ConnectX-3 with Cisco ACI

Hello Mellanox people

We have built an openstack implementation on a Cisco ACI network. Cisco 9k’s in spine/leaf topology. All the cloud nodes are configured with dual port ConnectX-3 nics at 40 Gb. The ports are LACP bonds to separate leaf switches. They are cabled with twinax. We plan on growing this particular clouds compute base by > %400, meaning we will add another 100+ compute nodes, adding more 9k’s and more mellanox nic’s. we are concerned about this as we have so many problems with what we have right now.

We are having huge problems, to the point where many applications have stopped. They either crash or timeout waiting on io. Storage for our cloud is over the network, in the form of a ceph cluster. So network latency is important.

Host configuration:

NIC: Mellanox Ethernet Controller MT27500 - ConnectX-3 Dual Port 40Gbe QSFP+ - Device 0079

Red Hat 7.2 kernel 3.10.0-514 (which is in the 7.3 tree)

Mellanox driver: Stock driver 2.2-1 from red hat kernel package

/etc/modprobe.d/mlx4.conf left as is and tried:

options mlx4_en pfctx=3 pfcrx=3

Symtoms:

Network latency, and possibly even packet loss. Can’t prove this yet, but I believe packets are disappearing. Causes outages and outright failures of client applications and services.

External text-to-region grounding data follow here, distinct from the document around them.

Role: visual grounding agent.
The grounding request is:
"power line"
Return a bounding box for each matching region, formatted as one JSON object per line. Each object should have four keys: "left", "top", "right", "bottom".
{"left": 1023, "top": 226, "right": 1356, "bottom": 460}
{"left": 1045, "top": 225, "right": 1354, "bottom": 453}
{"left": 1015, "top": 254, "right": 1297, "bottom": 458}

Ceph (storage cluster) has huge problems. Random 5-10 second outages. I believe its packet loss. Red Hat says our ceph problems are caused by network problems and won’t support it until its fixed… So they agree with me!

Cloud hosts drop millions of packets. Packet drop rate is directly proportional to data rates.

Cloud hosts send a lot of pause frames, even at low data rates. 50-100/s Is this normal?

Cloud hosts receives no pause frames

Our network support people say they are seeing a ton of pause frames, large number of buffer drops on switch uplinks

Question:

Does anyone have any experience with Mellanox cards in a Cisco ACI environment?

  1. flow control. The default configuration for the ConnectX-3 card flow control is LLFC or 802.3x port based. That is my understanding, please correct me if I’m wrong. Cisco ACI only supports 802.1Qbb priority based flow control. Would incompatible flow control, as in layer 2 congestion management manifest itself as what we are seeing?

I tried to enable the priority based flow control via the driver configuration. But couldn’t tell if it was enabled or not. The cards sends out pause frames, but can’t tell what type. Below shows the setting:

cat /sys/module/mlx4_en/parameters/pfctx

0

cat /sys/module/mlx4_en/parameters/pfcrx

0

My theory is we have a flow control problem, the switch is confused, the cards as well. My only concern is, even at low data rates, the cards are sending out 50-100 pause frames a second. At higher rates, 100’s a second. Is this normal?

When under load, say 5-7 Gb/s bursts of traffic, we get 100-200 dropped packets a second. One system could have 100 million dropped packets on the bond and / or physical nics.

If its not a flow control problem, what could be another root cause, so to speak. Sorry, this is a big question with a lot of factors.

Any help is a huge help. We will be growing this environment, but don’t want to commit to these specific switches/NIC’s until we can get this working.

Cheers

Rocke